Und wie sehen die aus? Es wird allenfalls die Plausibilität der Kto-Nr. zur BLZ geprüft, mehr sicher nicht.


----------



## passer (23 Juli 2009)

*AW: Amazon Lastschrift/falsche Kontodaten*



Reducal schrieb:


> Und wie sehen die aus? Es wird allenfalls die Plausibilität der Kto-Nr. zur BLZ geprüft, mehr sicher nicht.



Doch auch Mechanismen ähnliches des Fraud Services (Missbrauch von TK Leistungen-Unbezahlte Rechnungen). Und Boniprüfungssysteme an sich.
Denn Amazon liefert ja bevor es abbucht.


----------



## msbarim (8 Januar 2010)

*AW: Amazon Lastschrift/falsche Kontodaten*

Auch meiner Frau ist so ergangen. Sie hat versehentlich eine falsche Bankleitzahl eingegeben. Das Konto wurde umgehend gesperrt, d.h. es gab auch keine Möglichkeit mehr, die Daten zu korrigieren.

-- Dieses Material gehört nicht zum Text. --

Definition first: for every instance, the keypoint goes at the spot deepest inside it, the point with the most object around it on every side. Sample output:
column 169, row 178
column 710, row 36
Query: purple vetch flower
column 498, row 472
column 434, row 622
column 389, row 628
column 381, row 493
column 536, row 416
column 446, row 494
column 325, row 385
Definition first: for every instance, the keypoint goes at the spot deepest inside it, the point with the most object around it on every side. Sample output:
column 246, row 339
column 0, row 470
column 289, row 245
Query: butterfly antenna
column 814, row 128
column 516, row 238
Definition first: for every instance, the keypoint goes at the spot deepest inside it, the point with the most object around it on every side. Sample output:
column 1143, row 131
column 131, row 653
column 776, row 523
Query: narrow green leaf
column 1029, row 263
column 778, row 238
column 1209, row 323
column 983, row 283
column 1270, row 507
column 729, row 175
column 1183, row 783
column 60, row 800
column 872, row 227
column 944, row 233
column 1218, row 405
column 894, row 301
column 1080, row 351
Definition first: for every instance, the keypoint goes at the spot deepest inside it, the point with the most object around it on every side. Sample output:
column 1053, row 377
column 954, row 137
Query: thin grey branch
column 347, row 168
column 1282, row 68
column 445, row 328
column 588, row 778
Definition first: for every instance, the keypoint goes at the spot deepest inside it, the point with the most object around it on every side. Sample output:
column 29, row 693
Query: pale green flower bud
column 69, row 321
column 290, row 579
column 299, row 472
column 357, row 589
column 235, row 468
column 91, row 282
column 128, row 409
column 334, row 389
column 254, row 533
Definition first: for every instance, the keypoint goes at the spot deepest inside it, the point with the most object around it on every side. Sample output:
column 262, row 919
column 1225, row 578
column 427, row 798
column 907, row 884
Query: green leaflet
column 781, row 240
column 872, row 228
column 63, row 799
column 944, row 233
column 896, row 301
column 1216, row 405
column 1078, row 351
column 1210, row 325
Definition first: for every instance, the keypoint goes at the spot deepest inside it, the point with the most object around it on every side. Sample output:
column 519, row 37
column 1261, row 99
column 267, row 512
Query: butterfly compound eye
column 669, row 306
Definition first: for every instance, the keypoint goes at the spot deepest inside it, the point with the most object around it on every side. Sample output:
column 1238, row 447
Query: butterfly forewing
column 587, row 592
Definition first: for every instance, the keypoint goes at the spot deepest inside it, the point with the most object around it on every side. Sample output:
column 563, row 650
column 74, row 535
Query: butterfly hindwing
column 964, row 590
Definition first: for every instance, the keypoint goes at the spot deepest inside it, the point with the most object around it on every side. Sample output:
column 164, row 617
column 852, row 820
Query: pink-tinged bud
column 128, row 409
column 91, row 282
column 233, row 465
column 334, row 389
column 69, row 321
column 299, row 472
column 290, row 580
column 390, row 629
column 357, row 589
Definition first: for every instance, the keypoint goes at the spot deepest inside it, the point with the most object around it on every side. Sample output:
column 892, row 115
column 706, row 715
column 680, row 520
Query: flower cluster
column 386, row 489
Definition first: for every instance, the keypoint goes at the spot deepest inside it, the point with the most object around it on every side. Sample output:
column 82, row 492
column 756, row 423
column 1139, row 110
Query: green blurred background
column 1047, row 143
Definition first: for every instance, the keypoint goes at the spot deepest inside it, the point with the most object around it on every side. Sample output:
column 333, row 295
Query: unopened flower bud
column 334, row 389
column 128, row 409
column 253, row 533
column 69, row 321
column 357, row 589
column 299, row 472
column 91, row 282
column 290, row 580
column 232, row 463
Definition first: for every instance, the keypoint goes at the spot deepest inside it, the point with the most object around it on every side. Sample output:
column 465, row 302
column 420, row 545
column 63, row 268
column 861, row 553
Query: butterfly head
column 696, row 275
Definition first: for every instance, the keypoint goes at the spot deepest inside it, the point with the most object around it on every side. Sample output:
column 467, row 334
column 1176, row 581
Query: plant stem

Da man ja ein guter Kunde ist, hat sie anschließend mit dem Verkäufer von Marketplace gesprochen und ihm das Geld direkt überwiesen. Da hätte sie mal besser nicht gemacht. Es ist nämlich so, dass bei Market-Place Amazon in Vorleistung tritt und dem Verkäufer das Geld schon überweist, ohne es überhaupt zu  haben. 

Nun sind 6 Euro Bearbeitungsgebühr und diverse Rück- und Neuüberweisungen fällig.

Ich finde dieses Verhalten von Amazon auch nicht kundenfreundlich besonders im Hinbick darauf, dass man schon jahrelang dort einkauft und immer ein guter Kunde war.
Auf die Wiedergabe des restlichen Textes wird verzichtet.